But there is no such module loaded. Why? Should I include 
"device ada" in the configuration file?

Thanks
Rodrigo


----------



## ondra_knezour (Apr 1, 2014)

Module may be either loaded as dependency or built in statically to the kernel. You can list both loaded and built-in modules by the `kldstat -v` command.


----------



## hruodr (Apr 1, 2014)

ondra_knezour said:
			
		

> Module may be either loaded as dependency or built in statically to the kernel. You can list both loaded and built-in modules by the `kldstat -v` command.



Well, my posting supposed what you say, then I can suppose, that I did not express myself well.

I did not find "`device ada`" in /usr/src/sys/i386/conf/GENERIC, and `kldstat` do not mention the loading of such a module. That is why I asked.

I will compile the kernel with "`device ums`" and without `device uhci`, althoug ums(4) tells it is necessary.


----------



## SirDice (Apr 2, 2014)

hruodr said:
			
		

> I did not find "`device ada`" in /usr/src/sys/i386/conf/GENERIC, and `kldstat` do not mention the loading of such a module. That is why I asked.


It's created by ata(4).


----------



## hruodr (Apr 2, 2014)

Thanks, SirDice!

Could I then substitute "`device ata`" with "`device ada`"?   §e 

I compiled "`device ums`", without  "`device uhci`" and it works.

Well, building the kernel does not take so much time as building world and compiling ports.

Yesterday took the compiling of X again hours. I compiled xorg-minimal, it took everything as dependencies, inluding perl, two versions of python, m4, bash and llvm (that alone talkes a lot of time). And at the end, xterm was not there, so that I decided to compile xorg port.

This fat X is not what I expected. The X server should run on small X-terminals. Today, I think, one calls such meager programs "embeded systems".

Making install of opera port was again a boaring opera.

Repeating this process for following stable would be a big distraction from my work.

Rodrigo.


----------



## SirDice (Apr 2, 2014)

hruodr said:
			
		

> Could I then substitute "`device ata`" with "`device ada`"?


No, I don't think that will work. 



> I compiled "`device ums`", without  "`device uhci`" and it works.


You don't need uhci(4) if your machine doesn't have the hardware. It's just a different type of USB controller.



> Well, building the kernel does not take so much time as building world and compiling ports.


It's orders of magnitude smaller, so that's not surprising 



> Yesterday took the compiling of X again hours. I compiled xorg-minimal, it took everything as dependencies, inluding perl, two versions of python, m4, bash and llvm (that alone talkes a lot of time). And at the end, xterm was not there, so that I decided to compile xorg port.
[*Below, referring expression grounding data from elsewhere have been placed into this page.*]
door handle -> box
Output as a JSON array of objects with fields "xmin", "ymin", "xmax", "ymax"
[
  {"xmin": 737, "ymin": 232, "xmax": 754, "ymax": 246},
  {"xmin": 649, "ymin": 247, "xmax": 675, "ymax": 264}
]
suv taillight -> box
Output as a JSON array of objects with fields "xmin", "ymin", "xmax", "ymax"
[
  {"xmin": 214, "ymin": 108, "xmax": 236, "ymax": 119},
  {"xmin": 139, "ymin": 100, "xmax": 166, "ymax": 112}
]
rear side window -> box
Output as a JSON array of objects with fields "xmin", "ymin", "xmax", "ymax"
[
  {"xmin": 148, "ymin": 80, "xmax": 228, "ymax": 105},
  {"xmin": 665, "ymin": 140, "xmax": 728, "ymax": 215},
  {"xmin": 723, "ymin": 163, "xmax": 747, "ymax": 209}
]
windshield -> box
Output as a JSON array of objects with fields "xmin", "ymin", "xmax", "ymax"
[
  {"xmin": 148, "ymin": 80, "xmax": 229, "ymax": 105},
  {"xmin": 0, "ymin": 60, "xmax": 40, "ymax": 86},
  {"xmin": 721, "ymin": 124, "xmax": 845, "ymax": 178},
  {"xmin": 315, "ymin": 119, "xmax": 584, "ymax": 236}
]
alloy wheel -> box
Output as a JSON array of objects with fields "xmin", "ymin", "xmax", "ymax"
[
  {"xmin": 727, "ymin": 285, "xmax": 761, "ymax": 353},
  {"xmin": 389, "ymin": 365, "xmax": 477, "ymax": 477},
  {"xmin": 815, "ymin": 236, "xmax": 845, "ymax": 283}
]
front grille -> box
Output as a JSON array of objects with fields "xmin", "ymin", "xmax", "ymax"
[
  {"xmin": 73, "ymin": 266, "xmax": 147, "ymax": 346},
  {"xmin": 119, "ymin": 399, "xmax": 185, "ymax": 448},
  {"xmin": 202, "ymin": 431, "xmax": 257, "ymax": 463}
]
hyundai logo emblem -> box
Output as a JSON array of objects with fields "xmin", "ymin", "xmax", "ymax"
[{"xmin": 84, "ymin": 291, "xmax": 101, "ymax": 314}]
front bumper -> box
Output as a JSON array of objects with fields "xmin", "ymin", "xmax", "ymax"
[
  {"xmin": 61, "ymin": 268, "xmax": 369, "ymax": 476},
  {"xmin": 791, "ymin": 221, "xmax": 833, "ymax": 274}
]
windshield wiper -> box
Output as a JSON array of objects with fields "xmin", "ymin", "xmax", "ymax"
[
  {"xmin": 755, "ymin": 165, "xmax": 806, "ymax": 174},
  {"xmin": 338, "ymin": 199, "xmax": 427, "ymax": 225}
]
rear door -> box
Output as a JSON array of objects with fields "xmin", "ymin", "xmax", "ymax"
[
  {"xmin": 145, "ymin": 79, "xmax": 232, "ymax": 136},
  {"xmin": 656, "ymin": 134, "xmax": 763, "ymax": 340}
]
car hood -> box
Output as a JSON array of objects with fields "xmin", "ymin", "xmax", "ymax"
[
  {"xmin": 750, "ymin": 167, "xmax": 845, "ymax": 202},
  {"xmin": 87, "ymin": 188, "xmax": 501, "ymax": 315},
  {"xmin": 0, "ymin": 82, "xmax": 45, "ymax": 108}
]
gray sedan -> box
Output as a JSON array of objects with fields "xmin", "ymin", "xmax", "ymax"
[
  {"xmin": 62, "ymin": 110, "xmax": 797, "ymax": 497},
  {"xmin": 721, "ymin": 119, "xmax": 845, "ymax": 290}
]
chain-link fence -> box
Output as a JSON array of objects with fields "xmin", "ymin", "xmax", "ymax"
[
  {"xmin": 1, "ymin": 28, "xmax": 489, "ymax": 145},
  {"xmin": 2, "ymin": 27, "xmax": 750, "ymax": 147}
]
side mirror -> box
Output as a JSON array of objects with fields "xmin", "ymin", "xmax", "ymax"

You could simply install x11/xterm. It doesn't need to be part of x11/xorg-minimal. I never install xterm because it's always out of date. I'm happy with x11/rxvt-unicode.



> This fat X is not what I expected. The X server should run on small X-terminals. Today, I think, one calls such meager programs "embeded systems".


That's why x11/xorg-minimal exists. And strictly speaking you don't need everything from that either. You don't have to use the "meta-ports" they just make life a little easier.



> Making install of opera port was again a boaring opera.


Yes, why would you expect it to be different?


----------